Trigger Warning: Rape, Intimate Partner Violence
I wanted to be like in the movies. I wanted to have bruises. Each over a separate part of my body. I wanted a purple, red eye. I did not want shock, but I did want a reaction. I did want to cry. Hysterically. To people. I wanted to be like in the movies. I wanted to have known that what happened had been rape. Not love. Not a mistake. But, rape. I wanted to have known that I had been sexually assaulted. Immediately. The moment of.
But life does not operate in the same lens. It operates in the in between. In the gory. The places that you desperately seek to define, but are unable to. Life operates in the remnants.
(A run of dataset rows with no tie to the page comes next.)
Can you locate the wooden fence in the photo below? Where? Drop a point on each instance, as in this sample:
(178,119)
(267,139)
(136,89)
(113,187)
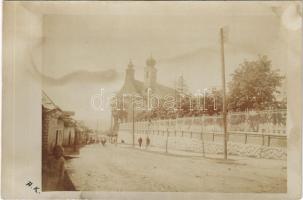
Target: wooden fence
(266,125)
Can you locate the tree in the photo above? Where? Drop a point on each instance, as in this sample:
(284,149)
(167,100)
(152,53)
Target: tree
(254,86)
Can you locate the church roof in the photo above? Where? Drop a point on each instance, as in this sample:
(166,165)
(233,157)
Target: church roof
(137,87)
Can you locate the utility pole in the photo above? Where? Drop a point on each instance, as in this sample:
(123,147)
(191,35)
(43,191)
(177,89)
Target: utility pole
(133,107)
(224,94)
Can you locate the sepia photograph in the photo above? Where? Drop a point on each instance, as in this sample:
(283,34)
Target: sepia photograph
(131,96)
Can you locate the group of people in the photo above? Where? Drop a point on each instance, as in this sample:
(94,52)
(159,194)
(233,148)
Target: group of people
(140,141)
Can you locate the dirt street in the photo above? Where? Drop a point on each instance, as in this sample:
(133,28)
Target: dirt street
(122,168)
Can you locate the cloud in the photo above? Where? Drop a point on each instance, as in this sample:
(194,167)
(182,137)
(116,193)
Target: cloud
(80,76)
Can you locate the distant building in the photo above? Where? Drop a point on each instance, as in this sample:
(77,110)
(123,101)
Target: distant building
(133,87)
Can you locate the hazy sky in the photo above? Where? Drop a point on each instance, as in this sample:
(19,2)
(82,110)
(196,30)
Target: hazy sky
(183,37)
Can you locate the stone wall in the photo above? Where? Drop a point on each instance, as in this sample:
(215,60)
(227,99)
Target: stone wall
(195,144)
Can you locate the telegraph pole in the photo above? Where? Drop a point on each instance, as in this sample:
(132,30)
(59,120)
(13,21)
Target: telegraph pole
(133,124)
(224,94)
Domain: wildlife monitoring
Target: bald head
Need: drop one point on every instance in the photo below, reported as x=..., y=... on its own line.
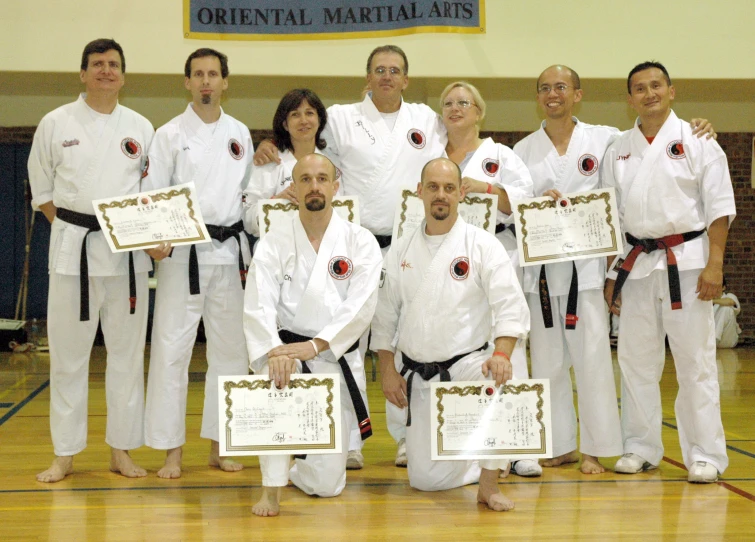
x=563, y=71
x=314, y=184
x=314, y=160
x=442, y=166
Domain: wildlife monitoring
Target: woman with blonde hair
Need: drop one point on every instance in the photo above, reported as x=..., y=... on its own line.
x=488, y=167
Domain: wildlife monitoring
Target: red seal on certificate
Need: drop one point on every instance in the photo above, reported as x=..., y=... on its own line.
x=416, y=138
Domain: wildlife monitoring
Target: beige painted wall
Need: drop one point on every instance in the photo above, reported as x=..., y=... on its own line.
x=707, y=46
x=600, y=38
x=25, y=98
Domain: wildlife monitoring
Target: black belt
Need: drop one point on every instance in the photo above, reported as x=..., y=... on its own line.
x=383, y=240
x=571, y=304
x=427, y=371
x=90, y=223
x=222, y=234
x=365, y=426
x=501, y=227
x=647, y=246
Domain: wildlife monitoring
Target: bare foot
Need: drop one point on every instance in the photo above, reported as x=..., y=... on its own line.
x=591, y=465
x=61, y=467
x=571, y=457
x=489, y=494
x=172, y=467
x=121, y=463
x=223, y=463
x=269, y=503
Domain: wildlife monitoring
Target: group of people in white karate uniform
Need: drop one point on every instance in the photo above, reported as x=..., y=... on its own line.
x=448, y=301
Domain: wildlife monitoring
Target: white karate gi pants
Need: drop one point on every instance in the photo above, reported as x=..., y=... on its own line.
x=424, y=473
x=646, y=318
x=220, y=304
x=323, y=475
x=70, y=348
x=586, y=348
x=355, y=435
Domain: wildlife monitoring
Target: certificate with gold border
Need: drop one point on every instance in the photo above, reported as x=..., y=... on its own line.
x=576, y=227
x=271, y=212
x=480, y=210
x=146, y=219
x=256, y=418
x=477, y=420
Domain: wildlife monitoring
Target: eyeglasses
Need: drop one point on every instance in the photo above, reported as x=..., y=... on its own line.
x=461, y=104
x=382, y=70
x=560, y=88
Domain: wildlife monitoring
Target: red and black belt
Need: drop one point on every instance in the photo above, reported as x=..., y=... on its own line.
x=90, y=223
x=571, y=303
x=647, y=246
x=428, y=371
x=222, y=234
x=363, y=417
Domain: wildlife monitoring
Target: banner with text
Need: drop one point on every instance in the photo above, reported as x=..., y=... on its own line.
x=327, y=19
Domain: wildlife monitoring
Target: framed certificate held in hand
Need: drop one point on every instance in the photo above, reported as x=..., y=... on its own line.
x=256, y=418
x=578, y=226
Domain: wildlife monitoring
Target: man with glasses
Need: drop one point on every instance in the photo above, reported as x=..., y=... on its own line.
x=90, y=149
x=569, y=325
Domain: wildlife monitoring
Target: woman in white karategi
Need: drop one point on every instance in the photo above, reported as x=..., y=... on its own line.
x=488, y=168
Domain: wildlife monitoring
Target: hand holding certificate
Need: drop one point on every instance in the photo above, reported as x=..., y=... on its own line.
x=144, y=220
x=476, y=420
x=256, y=418
x=578, y=226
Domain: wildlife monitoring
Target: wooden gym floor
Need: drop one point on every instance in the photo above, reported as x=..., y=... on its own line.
x=377, y=504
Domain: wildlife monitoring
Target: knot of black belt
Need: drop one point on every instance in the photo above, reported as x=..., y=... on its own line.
x=428, y=371
x=383, y=240
x=90, y=223
x=647, y=246
x=222, y=234
x=571, y=303
x=365, y=426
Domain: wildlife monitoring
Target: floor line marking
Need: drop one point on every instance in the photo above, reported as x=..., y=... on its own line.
x=8, y=415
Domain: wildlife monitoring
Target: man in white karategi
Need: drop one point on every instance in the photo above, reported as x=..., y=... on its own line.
x=380, y=146
x=563, y=157
x=446, y=289
x=676, y=203
x=311, y=296
x=90, y=149
x=213, y=150
x=569, y=317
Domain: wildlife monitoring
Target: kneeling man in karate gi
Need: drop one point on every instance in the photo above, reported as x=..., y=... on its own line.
x=442, y=288
x=311, y=294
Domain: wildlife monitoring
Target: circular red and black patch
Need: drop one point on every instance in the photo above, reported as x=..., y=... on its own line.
x=340, y=268
x=490, y=166
x=675, y=150
x=131, y=148
x=236, y=149
x=416, y=138
x=460, y=268
x=588, y=164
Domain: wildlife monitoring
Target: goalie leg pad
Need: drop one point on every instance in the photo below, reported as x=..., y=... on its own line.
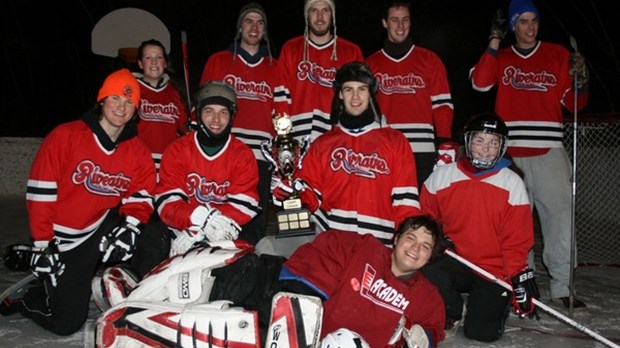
x=165, y=324
x=160, y=283
x=295, y=321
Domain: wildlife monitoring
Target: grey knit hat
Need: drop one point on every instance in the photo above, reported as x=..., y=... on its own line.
x=249, y=8
x=307, y=6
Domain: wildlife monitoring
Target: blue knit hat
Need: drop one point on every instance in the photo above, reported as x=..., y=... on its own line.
x=517, y=8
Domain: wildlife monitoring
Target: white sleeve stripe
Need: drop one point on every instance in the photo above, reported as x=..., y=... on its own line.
x=42, y=184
Of a human, of a body.
You clasp the hand of the person next to you. You knew that he had studied finance. Economics. But you did not know that he studied in the same school. As you. It meant that he walked the same aisle as you are set to. For graduation. You see his face in the crowd. In a blue cap and gown. You fall silent. You want to cry, but you need to appear presentable. The auditorium has been adorned by camera after camera. You do not want people to see you cry. So you clasp the hand of the person next to you. She tells you to breathe.
When the person that you trusted, that you cared for – what occurs when that person rapes you?
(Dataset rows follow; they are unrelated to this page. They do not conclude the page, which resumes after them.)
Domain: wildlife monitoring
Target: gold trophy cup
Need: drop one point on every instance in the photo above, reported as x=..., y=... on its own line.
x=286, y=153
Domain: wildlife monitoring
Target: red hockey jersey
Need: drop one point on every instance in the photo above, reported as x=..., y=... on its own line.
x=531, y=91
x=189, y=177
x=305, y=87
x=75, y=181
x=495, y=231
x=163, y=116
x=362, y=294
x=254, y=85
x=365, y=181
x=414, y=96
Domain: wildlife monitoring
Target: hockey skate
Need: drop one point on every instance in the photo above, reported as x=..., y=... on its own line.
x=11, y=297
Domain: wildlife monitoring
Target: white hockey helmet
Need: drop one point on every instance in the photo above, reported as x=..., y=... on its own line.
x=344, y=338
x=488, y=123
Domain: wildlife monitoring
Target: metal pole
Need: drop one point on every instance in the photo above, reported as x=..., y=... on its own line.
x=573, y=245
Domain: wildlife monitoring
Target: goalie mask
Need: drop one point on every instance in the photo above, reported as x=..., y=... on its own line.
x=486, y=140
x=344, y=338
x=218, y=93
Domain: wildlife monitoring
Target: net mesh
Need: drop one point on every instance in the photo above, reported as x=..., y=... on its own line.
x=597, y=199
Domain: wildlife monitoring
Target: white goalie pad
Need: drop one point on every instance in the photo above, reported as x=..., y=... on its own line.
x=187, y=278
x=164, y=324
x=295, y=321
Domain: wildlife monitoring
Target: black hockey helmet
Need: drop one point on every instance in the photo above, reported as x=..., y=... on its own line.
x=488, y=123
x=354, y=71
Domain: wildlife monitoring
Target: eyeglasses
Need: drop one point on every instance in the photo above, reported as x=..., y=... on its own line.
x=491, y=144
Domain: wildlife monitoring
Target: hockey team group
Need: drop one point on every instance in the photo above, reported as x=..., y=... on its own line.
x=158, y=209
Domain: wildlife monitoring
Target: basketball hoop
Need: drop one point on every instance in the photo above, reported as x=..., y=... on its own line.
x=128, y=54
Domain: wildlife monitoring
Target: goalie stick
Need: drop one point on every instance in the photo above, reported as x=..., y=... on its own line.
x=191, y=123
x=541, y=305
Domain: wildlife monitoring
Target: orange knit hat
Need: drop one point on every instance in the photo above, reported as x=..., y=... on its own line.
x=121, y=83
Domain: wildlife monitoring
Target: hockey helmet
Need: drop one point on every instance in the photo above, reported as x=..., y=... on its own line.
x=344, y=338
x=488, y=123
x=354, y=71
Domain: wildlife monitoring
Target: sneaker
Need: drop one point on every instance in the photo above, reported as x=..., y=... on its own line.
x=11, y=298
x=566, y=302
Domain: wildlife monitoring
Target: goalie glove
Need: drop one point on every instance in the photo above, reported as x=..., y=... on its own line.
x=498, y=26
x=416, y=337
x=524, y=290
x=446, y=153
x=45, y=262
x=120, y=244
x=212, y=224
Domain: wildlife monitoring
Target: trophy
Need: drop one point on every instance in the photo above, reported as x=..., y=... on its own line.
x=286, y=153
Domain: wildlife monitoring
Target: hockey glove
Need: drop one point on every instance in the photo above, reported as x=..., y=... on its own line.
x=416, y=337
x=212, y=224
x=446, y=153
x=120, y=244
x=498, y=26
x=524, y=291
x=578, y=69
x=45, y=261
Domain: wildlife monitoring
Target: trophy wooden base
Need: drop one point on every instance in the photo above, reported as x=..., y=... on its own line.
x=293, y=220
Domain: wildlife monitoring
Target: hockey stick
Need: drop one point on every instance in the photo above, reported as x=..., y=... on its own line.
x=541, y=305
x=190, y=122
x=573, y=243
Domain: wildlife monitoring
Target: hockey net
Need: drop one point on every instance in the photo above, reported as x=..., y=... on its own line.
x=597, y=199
Life became a shade of gray that I could barely fathom. Discern.
You place love in another human. You place it out of a trust. That is what you are taught to compose a relationship. A mutual care. When the person that you trusted, that you cared for – what occurs when that person rapes you?
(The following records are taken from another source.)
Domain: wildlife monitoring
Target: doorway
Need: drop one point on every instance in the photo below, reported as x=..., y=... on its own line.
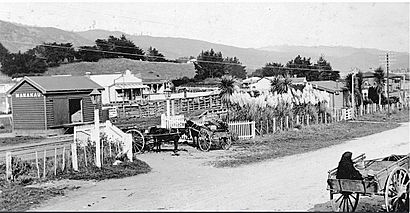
x=76, y=110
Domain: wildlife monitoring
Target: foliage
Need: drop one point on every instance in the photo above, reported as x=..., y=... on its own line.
x=122, y=47
x=236, y=70
x=280, y=86
x=3, y=52
x=88, y=53
x=53, y=53
x=20, y=64
x=154, y=55
x=211, y=64
x=204, y=69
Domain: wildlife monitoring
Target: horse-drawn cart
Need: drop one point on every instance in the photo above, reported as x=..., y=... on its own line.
x=387, y=176
x=202, y=136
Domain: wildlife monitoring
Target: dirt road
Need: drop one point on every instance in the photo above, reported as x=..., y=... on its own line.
x=293, y=183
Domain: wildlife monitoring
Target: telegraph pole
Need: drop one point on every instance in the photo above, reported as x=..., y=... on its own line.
x=388, y=96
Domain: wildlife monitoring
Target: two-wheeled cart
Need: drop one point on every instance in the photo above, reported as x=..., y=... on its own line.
x=389, y=178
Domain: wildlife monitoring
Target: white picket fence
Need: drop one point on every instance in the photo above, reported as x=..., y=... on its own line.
x=244, y=129
x=84, y=133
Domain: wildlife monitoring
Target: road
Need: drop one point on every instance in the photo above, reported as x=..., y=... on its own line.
x=292, y=183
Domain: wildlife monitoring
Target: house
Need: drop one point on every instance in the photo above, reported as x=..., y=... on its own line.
x=396, y=84
x=264, y=84
x=45, y=104
x=337, y=91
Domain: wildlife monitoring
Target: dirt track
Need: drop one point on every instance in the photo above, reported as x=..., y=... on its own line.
x=293, y=183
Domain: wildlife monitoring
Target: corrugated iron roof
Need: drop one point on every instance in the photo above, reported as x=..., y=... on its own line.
x=50, y=84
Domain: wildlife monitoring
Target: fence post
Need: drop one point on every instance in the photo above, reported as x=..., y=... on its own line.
x=37, y=167
x=9, y=169
x=44, y=163
x=253, y=129
x=274, y=124
x=74, y=156
x=128, y=146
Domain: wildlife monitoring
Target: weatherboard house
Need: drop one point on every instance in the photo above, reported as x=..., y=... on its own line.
x=47, y=104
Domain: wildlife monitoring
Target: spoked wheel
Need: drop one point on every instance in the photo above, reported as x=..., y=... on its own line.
x=344, y=202
x=204, y=140
x=226, y=142
x=396, y=194
x=138, y=141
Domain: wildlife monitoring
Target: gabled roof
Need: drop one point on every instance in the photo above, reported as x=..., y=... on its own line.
x=329, y=86
x=55, y=84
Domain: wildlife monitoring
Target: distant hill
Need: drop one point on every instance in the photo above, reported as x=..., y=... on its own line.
x=16, y=37
x=341, y=58
x=148, y=70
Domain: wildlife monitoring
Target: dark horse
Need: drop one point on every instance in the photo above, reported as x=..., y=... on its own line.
x=159, y=135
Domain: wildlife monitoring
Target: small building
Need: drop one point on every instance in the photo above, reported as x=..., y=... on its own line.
x=336, y=90
x=44, y=104
x=264, y=84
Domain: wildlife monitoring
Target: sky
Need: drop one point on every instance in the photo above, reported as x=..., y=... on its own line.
x=242, y=24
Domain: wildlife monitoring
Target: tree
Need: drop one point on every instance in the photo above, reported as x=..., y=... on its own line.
x=119, y=48
x=54, y=53
x=236, y=70
x=280, y=85
x=379, y=80
x=3, y=52
x=154, y=55
x=20, y=64
x=204, y=69
x=88, y=53
x=227, y=86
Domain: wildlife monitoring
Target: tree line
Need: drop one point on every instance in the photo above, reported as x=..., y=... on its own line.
x=35, y=61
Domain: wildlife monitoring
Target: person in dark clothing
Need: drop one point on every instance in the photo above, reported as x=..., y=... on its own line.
x=346, y=170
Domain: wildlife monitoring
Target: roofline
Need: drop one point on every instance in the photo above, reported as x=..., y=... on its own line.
x=30, y=81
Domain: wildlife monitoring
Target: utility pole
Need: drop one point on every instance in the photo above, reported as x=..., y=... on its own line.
x=388, y=96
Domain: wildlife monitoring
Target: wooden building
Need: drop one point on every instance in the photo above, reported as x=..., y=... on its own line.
x=44, y=104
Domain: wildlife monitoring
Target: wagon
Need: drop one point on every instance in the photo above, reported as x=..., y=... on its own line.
x=388, y=177
x=205, y=135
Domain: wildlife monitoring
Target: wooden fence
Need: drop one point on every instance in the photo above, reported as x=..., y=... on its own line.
x=244, y=129
x=155, y=108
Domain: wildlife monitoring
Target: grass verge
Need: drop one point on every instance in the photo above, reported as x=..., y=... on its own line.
x=307, y=139
x=20, y=197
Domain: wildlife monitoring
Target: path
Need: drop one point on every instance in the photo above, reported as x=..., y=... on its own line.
x=293, y=183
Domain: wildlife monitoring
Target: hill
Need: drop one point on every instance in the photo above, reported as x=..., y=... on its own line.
x=341, y=58
x=16, y=37
x=148, y=70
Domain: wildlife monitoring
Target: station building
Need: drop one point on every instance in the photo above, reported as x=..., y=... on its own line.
x=42, y=105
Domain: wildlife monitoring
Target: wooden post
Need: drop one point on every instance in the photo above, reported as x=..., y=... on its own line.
x=55, y=161
x=44, y=163
x=74, y=161
x=85, y=156
x=267, y=126
x=9, y=168
x=274, y=124
x=63, y=165
x=38, y=168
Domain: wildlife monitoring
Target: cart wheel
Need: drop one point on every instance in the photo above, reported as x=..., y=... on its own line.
x=138, y=141
x=396, y=194
x=344, y=202
x=225, y=142
x=204, y=140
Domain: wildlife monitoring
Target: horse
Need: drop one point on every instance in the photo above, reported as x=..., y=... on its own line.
x=160, y=135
Rape – I have learned – operates on a spectrum from legitimate to illegitimate.
Legitimate rape is the perfect amount of sadness, desperation, and physical scars to support the claim. Like in the movies. A stranger. A big built, can-easily-overpower-you type of individual as the assailant.
Legitimate rape is the perfect amount of sadness, desperation, and physical scars to support the claim. Like in the movies.
Illegitimate rape is when that person is not a stranger. It is a person that you may love. That you may have been sexually invested in but not emotionally. Or vice versa. That is when rape becomes questioned. Scrutinized.
But, rape does not operate on the same gray that life operates on. Neither form of rape is more legitimate nor illegitimate than the other, but they are made to be. Rape, consent – neither can be a gray. They are, nonetheless, made to be.
In that, you fracture. Break. Piece by piece.
I had been sexually intimate with my assailant, before the rape. I had been sexually intimate with my assailant, after my rape.
I did not perceive that my disintegration, my dissolution had been the byproduct of sexual assault. By a person that I placed care in. Trust in. And, when that trust is broken, by a person that you had known. You deny. You do not react. You doubt. You do not shout. You soak in a heavy, burdensome silence.
Rape, consent – neither can be a gray. They are, nonetheless, made to be.
I sought to deny what my mind carried. As I slept – I dreamt of that night. I felt the physical weight of his arms holding my body down to the twin sized bed of my junior year dorm. In each nightmare, the blood, the inability to move. Blindly witnessing what my body was enduring, in a heavy, burdensome silence. Each part of my being pointed, attempted to guide my conscious mind to an acceptance that it could not grasp. To see it as what it had been. Sexual assault.